CORE support for UK HEIs in the REF 2021 Open Access Audit

In June 2019, Research England released REF Audit Guidance which states that CORE data will be used in the REF 2021 Open Access Policy Audit. Following the issuing of the guidance, a number of institutions approached CORE asking what they can do to ensure CORE can accurately collect the required data about their outputs.

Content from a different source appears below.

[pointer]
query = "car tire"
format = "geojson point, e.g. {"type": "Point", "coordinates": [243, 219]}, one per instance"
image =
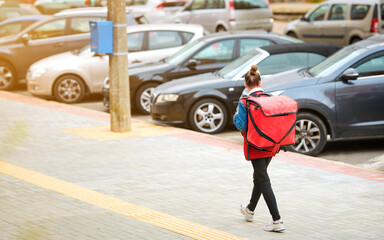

The purpose of this document is to provide advice and recommendations to UK HEIs with regards to exposing data to CORE through their repositories. In this document, we use the term repository to refer to a system that the HEI will use for the purposes of REF 2021 as defined in the Deposit requirements, paragraph 235 of the Guidance on submissions.

Contents of this document

Key REF 2021 Open Access Policy sections relevant to CORE
What the guidance says about the use of CORE in the audit
Recommendations for exposing research outputs’ metadata to CORE in support of the audit
Why the audit should be supported by an aggregation?
How will CORE collect the information?
How can CORE help you with making sure your repository is represented well?
Subscribe to CORE Repository Edition

Key REF 2021 Open Access Policy sections relevant to CORE

For the next Research Excellence Framework (REF 2021), a policy has been introduced for open access. The policy applies to research outputs satisfying the following two criteria:

Outputs published in a journal or in conference proceedings with an ISSN number.
Outputs accepted for publication after 1 April 2016.

The policy stipulates that to be eligible for submission to REF 2021, these outputs must be deposited in a repository (institutional, subject, or a repository service) within a specified timeframe. More specifically:

Outputs accepted for publication from 1 April 2016 to 31 March 2018 must be deposited no later than three months after the date of publication.
Outputs accepted for publication from 1 April 2018 to 31 December 2020 must be deposited no later than three months after the date of acceptance.

For more details of the policy please see REF Guidance on Submissions, paragraphs 233 to 255.

What the guidance says about the use of CORE in the audit

In June 2019, Research England released REF Audit Guidance which describes how eligibility with the open access policy will be audited. Among other things, the Audit Guidance specifies that CORE data will be used in the audit. More specifically, it states:

We will undertake verification of the dates that outputs became publicly available, particularly where they were published early in the REF period or are marked as 'pending' publication (for example, by obtaining a letter from the publisher). This will include checking the publication year against the Crossref database and against Jisc CORE.

We will assess each HEIs' overall compliance with the REF 2021 open access policy by… iv. Using Jisc CORE, comparing the datePublished and depositedDate and identifying where the number of days between the two dates is greater than 92.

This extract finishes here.